W stronę dojrzałości – tak nazywa się najnowszy projekt finansowany przez Ministerstwo Zdrowia. Dzięki niemu licealiści dowiedzą się, że antykoncepcja prowadzi do depresji, prezerwatywy powodują raka, a zarodki rozmawiają ze swoimi mamami. A te zabobony nas, podatników, kosztują grube miliony.
Antykoncepcja to zło, które jest przyczyną mnóstwa problemów. Prowadzi do rozwodów, chorób (w tym raka), a nawet śmierci – a to wszystko w imię zysków wielkich korporacji. To nie żart – tego Ministerstwo Zdrowia zamierza uczyć młodzież w ramach projektu W stronę dojrzałości. Podatnicy za to zapłacą blisko 10 milionów złotych – bo w sumie jak balować, to nie za swoje, prawda?
Jak czytamy na oficjalnej stronie projektu:
Warsztaty dla młodzieży ze zdrowia prokreacyjnego powstały w wyniku realizacji zadania zleconego przez Ministra Zdrowia i będą dotyczyły problemów, z którymi aktualnie nastoletni uczniowie się zderzają.
W stronę dojrzałości to farsa za pieniądze podatników
Projekt ma na celu, jak zapewniają jego organizatorzy:
- Kształcenie umiejętności dokonywania właściwych wyborów w zakresie zdrowego stylu życia.
- Pozyskanie wiedzy nt. organizmu ludzkiego i zachodzących w nim zmian rozwojowych w okresie dojrzewania w perspektywie rodzicielstwa.
- Wsparcie młodzieży w przygotowaniu się do podjęcia przyszłych ról małżeńskich i rodzicielskich. Uświadomienie i uzasadnienie potrzeby przygotowania się do przyjęcia postawy odpowiedzialnego macierzyństwa i ojcostwa.
- Ukazanie tematyki zdrowia prokreacyjnego w aspekcie profilaktyki i leczenia niepłodności.
Zgodnie z nowoczesnymi trendami w edukacji, dzieci i młodzież mają dostęp do tak wyrafinowanych form kształcenia, jak średniej jakości film na YouTube, np. ten:
https://www.youtube.com/watch?time_continue=6&v=NmCByzPhfVU
DOwiemy się z niego między innymi, że antykoncepcja w gruncie rzeczy jest szkodliwa, zarówno dla zdrowia fizycznego, jak i psychicznego.

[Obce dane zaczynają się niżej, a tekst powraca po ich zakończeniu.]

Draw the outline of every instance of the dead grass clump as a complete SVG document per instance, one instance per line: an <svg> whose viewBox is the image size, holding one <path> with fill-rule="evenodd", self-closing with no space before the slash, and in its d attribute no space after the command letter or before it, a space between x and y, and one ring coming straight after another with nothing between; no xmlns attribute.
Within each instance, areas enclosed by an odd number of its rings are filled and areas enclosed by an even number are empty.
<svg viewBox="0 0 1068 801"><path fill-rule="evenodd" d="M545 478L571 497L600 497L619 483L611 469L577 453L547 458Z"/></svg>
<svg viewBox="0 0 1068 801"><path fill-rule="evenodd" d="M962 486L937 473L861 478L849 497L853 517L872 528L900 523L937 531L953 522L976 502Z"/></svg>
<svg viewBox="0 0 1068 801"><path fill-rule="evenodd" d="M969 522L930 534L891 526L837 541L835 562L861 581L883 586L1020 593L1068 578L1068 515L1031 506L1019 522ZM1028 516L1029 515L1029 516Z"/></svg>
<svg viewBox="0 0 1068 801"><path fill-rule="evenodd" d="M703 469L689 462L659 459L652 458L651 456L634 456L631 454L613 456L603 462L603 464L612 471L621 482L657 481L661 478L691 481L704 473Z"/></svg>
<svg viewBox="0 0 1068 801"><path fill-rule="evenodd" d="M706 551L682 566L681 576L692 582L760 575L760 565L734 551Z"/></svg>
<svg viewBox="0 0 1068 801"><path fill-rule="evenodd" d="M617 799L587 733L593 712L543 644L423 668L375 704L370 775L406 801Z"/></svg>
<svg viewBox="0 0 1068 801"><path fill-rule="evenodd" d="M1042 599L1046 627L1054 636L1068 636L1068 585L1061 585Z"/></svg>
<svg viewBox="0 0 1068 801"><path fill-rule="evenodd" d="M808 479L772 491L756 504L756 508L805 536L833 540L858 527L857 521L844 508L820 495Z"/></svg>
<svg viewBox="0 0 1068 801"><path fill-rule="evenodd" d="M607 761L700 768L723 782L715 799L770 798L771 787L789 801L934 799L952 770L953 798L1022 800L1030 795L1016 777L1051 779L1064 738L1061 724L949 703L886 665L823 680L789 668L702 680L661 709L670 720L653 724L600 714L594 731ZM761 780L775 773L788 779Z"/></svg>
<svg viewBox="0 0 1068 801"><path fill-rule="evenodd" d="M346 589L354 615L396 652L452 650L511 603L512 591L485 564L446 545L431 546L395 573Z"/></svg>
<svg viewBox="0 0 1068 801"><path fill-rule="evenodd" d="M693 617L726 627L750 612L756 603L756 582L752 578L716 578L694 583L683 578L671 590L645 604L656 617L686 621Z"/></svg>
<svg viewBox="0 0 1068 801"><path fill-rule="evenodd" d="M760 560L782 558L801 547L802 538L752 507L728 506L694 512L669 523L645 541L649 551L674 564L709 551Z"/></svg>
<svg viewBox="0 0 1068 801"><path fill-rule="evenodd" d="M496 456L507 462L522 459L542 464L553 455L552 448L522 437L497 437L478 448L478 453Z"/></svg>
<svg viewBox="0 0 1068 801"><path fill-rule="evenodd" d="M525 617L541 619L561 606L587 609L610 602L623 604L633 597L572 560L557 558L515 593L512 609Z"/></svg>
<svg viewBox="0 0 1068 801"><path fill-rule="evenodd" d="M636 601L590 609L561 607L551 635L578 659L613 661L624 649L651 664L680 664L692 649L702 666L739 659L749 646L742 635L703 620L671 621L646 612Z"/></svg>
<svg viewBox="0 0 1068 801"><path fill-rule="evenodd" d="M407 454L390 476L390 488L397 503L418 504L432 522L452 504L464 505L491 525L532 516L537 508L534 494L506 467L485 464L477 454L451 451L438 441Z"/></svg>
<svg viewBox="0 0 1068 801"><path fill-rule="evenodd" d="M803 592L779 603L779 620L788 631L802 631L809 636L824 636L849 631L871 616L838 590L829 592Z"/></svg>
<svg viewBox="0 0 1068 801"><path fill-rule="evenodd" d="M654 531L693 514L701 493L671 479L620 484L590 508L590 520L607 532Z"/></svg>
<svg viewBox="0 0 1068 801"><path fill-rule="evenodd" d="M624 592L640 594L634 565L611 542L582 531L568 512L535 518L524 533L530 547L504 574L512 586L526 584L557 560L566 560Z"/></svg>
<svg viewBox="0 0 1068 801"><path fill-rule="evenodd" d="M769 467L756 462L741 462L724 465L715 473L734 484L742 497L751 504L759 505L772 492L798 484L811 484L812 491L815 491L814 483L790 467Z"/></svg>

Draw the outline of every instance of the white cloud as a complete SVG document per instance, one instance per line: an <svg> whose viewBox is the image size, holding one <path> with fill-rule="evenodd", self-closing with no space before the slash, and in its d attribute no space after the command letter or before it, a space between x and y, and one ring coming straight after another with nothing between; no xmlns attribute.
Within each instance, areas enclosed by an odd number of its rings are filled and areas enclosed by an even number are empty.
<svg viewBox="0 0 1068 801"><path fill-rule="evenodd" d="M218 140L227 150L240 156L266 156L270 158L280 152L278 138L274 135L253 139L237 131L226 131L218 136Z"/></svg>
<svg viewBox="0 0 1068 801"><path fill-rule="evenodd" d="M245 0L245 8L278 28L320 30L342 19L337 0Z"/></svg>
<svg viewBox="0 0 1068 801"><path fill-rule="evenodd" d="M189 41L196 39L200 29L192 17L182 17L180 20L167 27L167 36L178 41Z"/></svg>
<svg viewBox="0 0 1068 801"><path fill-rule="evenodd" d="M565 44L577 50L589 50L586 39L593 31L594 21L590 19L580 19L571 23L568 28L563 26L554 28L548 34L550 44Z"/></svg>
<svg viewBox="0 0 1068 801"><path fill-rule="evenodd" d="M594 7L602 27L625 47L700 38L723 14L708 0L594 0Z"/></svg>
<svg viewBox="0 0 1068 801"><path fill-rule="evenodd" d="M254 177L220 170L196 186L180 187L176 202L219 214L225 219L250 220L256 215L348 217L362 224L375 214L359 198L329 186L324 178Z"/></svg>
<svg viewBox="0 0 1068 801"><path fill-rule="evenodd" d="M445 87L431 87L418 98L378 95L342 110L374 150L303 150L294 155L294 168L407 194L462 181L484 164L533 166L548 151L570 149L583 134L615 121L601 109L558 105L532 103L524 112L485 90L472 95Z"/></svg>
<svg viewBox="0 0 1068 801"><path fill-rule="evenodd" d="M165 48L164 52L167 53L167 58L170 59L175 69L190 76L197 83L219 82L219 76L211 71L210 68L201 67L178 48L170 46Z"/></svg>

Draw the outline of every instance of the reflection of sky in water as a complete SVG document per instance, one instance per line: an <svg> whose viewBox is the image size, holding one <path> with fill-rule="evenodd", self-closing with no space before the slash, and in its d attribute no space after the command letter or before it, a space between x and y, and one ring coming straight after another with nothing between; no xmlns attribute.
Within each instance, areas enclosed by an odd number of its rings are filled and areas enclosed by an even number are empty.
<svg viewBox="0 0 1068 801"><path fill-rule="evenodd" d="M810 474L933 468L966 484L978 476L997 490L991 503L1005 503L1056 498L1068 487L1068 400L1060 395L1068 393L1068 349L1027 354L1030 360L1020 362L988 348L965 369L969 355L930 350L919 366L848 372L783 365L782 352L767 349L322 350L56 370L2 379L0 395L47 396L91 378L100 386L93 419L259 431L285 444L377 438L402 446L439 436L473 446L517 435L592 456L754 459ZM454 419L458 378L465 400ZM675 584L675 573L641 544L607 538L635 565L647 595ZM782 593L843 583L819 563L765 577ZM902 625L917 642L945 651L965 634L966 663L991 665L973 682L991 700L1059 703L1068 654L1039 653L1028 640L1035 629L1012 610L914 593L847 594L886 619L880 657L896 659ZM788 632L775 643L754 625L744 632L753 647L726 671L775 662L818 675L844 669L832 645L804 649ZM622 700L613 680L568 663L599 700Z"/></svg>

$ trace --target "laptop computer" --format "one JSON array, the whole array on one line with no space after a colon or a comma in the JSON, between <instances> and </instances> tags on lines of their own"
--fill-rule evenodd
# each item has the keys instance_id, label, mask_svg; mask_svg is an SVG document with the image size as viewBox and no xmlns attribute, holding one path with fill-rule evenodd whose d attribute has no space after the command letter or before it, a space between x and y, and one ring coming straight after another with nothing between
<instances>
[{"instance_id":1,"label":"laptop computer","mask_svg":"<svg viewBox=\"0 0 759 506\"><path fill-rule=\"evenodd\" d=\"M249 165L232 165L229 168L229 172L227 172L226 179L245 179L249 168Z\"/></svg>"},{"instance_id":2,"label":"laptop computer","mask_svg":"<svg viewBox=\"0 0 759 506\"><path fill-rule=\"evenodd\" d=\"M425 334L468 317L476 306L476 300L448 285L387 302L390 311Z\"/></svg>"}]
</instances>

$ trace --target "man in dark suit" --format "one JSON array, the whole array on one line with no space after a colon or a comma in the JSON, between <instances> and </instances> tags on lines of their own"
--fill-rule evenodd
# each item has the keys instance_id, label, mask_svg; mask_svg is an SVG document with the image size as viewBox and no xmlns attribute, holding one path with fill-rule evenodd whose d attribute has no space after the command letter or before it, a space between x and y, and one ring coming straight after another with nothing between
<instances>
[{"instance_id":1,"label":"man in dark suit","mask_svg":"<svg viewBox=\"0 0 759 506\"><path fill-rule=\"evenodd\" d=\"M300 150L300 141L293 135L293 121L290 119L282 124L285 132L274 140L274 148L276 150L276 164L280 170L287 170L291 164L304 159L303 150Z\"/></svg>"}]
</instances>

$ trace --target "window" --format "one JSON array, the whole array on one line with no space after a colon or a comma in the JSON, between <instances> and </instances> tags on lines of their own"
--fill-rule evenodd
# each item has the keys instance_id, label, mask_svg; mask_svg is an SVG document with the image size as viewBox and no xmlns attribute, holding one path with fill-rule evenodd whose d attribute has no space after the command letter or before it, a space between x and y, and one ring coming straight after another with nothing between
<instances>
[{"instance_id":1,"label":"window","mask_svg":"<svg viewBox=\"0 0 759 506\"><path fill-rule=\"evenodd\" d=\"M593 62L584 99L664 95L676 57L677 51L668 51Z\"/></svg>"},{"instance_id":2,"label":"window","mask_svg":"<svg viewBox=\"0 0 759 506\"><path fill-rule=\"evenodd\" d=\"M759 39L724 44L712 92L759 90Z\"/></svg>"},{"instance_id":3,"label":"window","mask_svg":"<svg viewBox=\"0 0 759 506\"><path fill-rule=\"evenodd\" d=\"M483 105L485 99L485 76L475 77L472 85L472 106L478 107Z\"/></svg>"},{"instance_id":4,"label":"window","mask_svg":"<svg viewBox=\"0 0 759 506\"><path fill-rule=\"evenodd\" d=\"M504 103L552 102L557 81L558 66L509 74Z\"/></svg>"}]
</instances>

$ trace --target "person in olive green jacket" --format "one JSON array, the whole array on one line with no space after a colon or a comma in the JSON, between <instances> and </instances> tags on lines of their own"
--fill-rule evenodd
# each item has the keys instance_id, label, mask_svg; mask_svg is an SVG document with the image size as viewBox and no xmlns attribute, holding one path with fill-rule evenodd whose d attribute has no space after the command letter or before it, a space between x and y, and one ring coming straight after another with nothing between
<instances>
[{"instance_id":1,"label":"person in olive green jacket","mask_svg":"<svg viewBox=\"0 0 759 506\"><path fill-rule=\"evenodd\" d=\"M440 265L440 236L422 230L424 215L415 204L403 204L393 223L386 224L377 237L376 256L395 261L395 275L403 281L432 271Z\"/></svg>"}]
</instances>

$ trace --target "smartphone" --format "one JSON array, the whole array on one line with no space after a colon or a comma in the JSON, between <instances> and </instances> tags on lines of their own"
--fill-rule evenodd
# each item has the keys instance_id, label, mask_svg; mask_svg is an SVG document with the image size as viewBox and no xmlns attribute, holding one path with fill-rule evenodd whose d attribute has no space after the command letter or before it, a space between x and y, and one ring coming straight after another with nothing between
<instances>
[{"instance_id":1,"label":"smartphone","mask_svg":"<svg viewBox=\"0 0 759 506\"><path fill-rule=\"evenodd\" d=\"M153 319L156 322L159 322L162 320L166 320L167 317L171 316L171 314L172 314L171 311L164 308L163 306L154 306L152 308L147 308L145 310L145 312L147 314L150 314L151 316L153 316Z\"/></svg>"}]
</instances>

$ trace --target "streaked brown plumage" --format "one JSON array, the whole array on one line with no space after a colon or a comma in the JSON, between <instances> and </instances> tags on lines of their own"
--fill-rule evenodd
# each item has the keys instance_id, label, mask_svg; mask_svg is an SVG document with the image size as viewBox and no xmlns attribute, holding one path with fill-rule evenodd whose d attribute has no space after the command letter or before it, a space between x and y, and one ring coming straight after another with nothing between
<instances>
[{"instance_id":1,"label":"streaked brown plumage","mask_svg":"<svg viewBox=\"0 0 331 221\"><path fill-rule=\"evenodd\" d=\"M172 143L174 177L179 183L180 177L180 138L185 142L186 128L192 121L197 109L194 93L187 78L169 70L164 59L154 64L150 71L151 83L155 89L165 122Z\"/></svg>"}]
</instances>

Pani doktor nie boi się bowiem twierdzić, że używanie antykoncepcji zwiększyło ilość rozwodów w ostatnich dekadach. A w kolejnych materiałach wcale nie jest lepiej. Czy wiedzieliście na przykład, że zarodek potrafi powiedzieć swojej matce „jestem, przyjmij mnie, przygotuj dla mnie swoją podusię, kołderkę, pulchną kołyseczkę”? Ja też nie wiedziałem.
Co zatem powinni stosować młodzi ludzie, aby kontrolować swoją dzietność? Otóż, oczywiście, tylko i wyłącznie tzw. naprotechnologię – pseudonaukowe mambo-dżambo, niemające wiele wspólnego z medycyną, ale popierane przez kościół katolicki. No i mające słowo „technologia” w nazwie – brzmi lepiej i mądrzej niż „wstrzemięźliwość”.
Co ważne, zajęć w ramach programu W stronę dojrzałości nie będą prowadzić nauczyciele (a przynajmniej nie ma takiego obligu), ale zewnętrzni tutorzy – za 42 zł za godzinę lekcyjną zajęć. Tutorzy muszą mieć wyższe wykształcenie (psychologiczne, medyczne lub pedagogiczne) i udokumentowane doświadczenie w prowadzeniu zajęć z profilaktyki zdrowotnej, a ponadto przejść szkolenie i zaliczyć wewnętrzny egzamin. Wymagane są też inne kwalifikacje: na tutorów poszukuje się osób, które
szanują wartości, podejścia, zwyczaje i wierzenia innych osób oraz niezbywalne prawo rodziców do wychowania własnych dzieci.
Brzmi ciekawie. Kto wie, może tutorzy będą musieli składać jakieś przysięgi, zakończone oczywiście frazą „tak mi dopomóż Bóg”? Bo filmy już umieszczone na stronie projektu jasno pokazują katolicki światopogląd organizatorów.